Overview

Disclosure

⚠️ NOT INVESTMENT ADVICE ⚠️

The content produced by this application is for informational purposes only, you should not construe any such information or other material as legal, tax, investment, financial, or other advice. Nothing contained in this article, Git Repo or withing the output produced by this application constitutes a solicitation, recommendation, endorsement, or offer by any member involved working on this project, any company they represent or any third party service provider to buy or sell any securities or other financial instruments in this or in in any other jurisdiction in which such solicitation or offer would be unlawful under the securities laws of such jurisdiction.

The use of word "opinion" or "recommendation" or any other word with a similar meaning, in this article, within the Technitrade application, or within information produced by the application is for demonstration purposes only, and is not a recommendation to buy or sell any securities or other financial instruments!

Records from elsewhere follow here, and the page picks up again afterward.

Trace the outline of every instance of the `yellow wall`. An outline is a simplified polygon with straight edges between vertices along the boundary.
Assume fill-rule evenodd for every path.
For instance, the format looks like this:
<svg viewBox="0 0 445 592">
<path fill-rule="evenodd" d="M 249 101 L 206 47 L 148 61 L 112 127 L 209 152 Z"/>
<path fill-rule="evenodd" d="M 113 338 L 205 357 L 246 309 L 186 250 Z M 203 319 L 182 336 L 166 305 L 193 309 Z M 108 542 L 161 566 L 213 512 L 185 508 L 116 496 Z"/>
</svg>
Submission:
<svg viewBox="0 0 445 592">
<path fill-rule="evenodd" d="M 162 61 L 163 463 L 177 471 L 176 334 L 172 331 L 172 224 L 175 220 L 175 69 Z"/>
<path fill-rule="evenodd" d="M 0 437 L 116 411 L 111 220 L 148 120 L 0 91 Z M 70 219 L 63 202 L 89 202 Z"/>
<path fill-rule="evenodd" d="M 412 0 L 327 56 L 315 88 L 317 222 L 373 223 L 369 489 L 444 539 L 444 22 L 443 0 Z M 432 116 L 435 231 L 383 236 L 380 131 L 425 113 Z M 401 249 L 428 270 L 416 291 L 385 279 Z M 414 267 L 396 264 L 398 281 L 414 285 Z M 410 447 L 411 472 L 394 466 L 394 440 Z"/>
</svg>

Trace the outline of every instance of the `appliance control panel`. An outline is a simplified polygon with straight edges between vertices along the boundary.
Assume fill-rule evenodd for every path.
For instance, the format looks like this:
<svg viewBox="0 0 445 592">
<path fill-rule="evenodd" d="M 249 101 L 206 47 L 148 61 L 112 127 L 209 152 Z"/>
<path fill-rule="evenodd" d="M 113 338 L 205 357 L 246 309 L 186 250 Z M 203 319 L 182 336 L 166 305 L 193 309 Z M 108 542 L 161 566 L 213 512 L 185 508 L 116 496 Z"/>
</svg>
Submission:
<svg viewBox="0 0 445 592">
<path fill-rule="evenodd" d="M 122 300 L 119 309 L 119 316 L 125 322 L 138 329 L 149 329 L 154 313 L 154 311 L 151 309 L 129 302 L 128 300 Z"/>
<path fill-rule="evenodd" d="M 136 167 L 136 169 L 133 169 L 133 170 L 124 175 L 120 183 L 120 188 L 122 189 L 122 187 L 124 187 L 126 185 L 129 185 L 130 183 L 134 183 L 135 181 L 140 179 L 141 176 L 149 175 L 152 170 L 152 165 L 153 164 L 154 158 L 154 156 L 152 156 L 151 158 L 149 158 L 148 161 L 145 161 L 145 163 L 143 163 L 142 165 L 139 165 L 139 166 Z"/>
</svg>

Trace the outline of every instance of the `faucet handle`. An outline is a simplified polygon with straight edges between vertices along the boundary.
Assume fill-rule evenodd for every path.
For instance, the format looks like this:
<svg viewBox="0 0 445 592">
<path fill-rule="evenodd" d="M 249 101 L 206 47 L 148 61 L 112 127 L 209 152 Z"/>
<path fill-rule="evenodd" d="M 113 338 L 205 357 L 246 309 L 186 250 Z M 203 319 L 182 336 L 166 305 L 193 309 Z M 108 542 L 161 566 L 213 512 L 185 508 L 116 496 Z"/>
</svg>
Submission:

This application was created solely to satisfy the requirements of Columbia University FinTech Bootcamp Project #2 Homework, and the results produced by this application may be incorrect.

Overview

Technitrade lets user track a portfolio of stocks, periodically getting News Sentiment, Twitter Sentiment, and Machine Learning AI Stock Opinion. The machine learning model calculates "opinion" based on market data and technical analysis, while the investor sentiment calculated by natural language processing analysis of recent news articles and Tweets.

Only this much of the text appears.